I think the music was in me for about as long as I can remember, ever since I was a child. But I didn’t realize I wanted to pursue music professionally until I was about 21 nearing the end of my military service. When I started music school my goal was to be a singer/songwriter. It was a great plan except I don’t have a great voice, I have terrible stage fright and I think I write mediocre songs at best. So I thought perhaps I would be a producer, like the Israeli version of George Martin or Quincy Jones (not that I’m nearly as good, just that type of career). And then following my first orchestration class I became obsessed with writing orchestral music and realized since I’m a couple of hundred years too late to be a court composer, film music offered the opportunity to work with orchestras. So I became interested because of the chance to work with orchestras and fell completely in love with writing music to picture.
What makes your sound unique?
I have no idea. It’s not for me to say. I try to write as honestly as I can. I try to write as musically as I can. I try not to copy others and just do my own thing, whatever that is. I suppose like everyone else, my sound is an amalgam of how I interpret the many musical influences in my life, and how the different influences creep into my music in a way, which I hope stand out. It’s not something I think about – I don’t actively try to have a sound, I just do what feels honest and right for the scene or circumstance.
How did you first get involved writing music? What challenged you most, and what rewarded you most, as your résumé evolved over the years?

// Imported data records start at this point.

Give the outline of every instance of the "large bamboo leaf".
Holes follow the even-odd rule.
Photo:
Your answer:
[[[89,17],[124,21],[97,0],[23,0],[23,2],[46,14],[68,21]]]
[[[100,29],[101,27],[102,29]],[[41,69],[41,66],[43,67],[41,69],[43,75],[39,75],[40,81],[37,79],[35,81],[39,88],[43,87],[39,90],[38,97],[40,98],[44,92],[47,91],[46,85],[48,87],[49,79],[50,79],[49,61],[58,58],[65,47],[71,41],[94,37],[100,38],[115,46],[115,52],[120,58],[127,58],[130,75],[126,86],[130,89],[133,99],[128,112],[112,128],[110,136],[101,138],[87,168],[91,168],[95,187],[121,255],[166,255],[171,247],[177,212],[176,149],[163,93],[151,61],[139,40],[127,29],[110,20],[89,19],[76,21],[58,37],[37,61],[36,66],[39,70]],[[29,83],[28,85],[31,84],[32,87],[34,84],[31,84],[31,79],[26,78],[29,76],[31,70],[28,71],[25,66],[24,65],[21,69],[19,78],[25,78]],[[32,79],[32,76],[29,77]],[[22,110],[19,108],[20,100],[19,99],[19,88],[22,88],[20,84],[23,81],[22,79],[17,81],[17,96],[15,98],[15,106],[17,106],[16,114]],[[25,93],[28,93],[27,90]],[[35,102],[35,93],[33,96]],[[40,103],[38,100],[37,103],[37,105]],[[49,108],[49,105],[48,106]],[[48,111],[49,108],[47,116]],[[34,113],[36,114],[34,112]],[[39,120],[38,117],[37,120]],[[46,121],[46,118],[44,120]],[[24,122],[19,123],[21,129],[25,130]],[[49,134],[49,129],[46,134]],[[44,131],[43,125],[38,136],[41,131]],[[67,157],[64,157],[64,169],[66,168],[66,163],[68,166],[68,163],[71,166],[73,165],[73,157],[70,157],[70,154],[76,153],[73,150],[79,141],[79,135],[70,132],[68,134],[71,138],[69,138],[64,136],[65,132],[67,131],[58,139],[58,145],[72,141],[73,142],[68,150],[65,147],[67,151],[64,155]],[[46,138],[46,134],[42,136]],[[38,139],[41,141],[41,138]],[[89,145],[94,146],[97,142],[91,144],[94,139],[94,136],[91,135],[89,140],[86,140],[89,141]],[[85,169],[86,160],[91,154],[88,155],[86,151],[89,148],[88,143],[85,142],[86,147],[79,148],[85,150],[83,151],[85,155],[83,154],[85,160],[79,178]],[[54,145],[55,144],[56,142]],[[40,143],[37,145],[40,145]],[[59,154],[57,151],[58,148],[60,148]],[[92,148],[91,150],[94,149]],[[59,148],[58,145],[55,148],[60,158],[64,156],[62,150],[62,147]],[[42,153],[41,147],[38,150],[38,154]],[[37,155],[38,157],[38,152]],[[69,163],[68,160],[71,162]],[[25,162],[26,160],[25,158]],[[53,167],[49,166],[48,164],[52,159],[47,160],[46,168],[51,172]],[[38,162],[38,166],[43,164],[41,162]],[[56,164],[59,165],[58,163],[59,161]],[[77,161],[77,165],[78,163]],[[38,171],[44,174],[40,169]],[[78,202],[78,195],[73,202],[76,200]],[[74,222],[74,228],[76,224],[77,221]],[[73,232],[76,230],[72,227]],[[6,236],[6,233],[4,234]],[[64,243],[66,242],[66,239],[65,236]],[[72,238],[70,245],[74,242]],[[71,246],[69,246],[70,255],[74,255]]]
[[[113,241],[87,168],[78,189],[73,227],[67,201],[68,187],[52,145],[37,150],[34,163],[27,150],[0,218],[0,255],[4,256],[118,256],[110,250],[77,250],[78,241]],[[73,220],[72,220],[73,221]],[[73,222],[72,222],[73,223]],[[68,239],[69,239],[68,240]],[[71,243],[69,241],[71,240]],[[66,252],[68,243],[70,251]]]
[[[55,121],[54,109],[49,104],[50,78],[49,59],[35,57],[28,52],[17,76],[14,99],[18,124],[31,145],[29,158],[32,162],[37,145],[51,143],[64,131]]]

I’ve been writing music for as long as I can remember myself, starting with songs and evolving into film and concert music. Last year I scored an independent psychological thriller called Jasmine. There’s a great twist at the end of the film, and when scoring it the director was very concerned that the music work both for the first time viewer, who doesn’t know the twist, and a 2nd time viewer who sees the film through different eyes. It was a bit like trying to write two scores in one, it was a really fun challenge. It was also an entirely electronic score, which was challenging as I often would have moments where I wanted to reach for strings or other typical orchestral instruments, but instead had to find other ways and sounds to get the emotion I was after. It was outside my comfort zone.
Who is your favorite fictional character and how did they influence your music?
Atticus Finch from To Kill a Mockingbird. I love that he is just a regular guy with a good heart that is doing his very best and doing what’s right despite the pressures to the contrary, all while trying to teach his kids to do the same. My son’s middle name is Atticus after that character. I hope I can raise my kids to be like real life versions of Atticus Finch
Best concert or musical appearance you’ve ever seen?
Paul McCartney in Frankfurt, Germany 1993. Saw him again many years later in Boston, but that first time is unforgettable.
Where is your favorite place to travel? Have these places ever influenced your work?
I’ve been to Maui twice, and wouldn’t mind going again. I’ve visited Rome 3 times and think it’s the most beautiful city I’ve ever visited. I love the history, the cobbled streets, the museums, the churches filled with amazing art, Villa Borghese park, and everyone speaks Italian. What’s not to love? I also love visiting Jerusalem whenever I go back home. The old city is incredible.
What is your favorite song that you’d rather not admit?
That’s a trick question. If I won’t admit to it, then how could I possibly answer this question truthfully?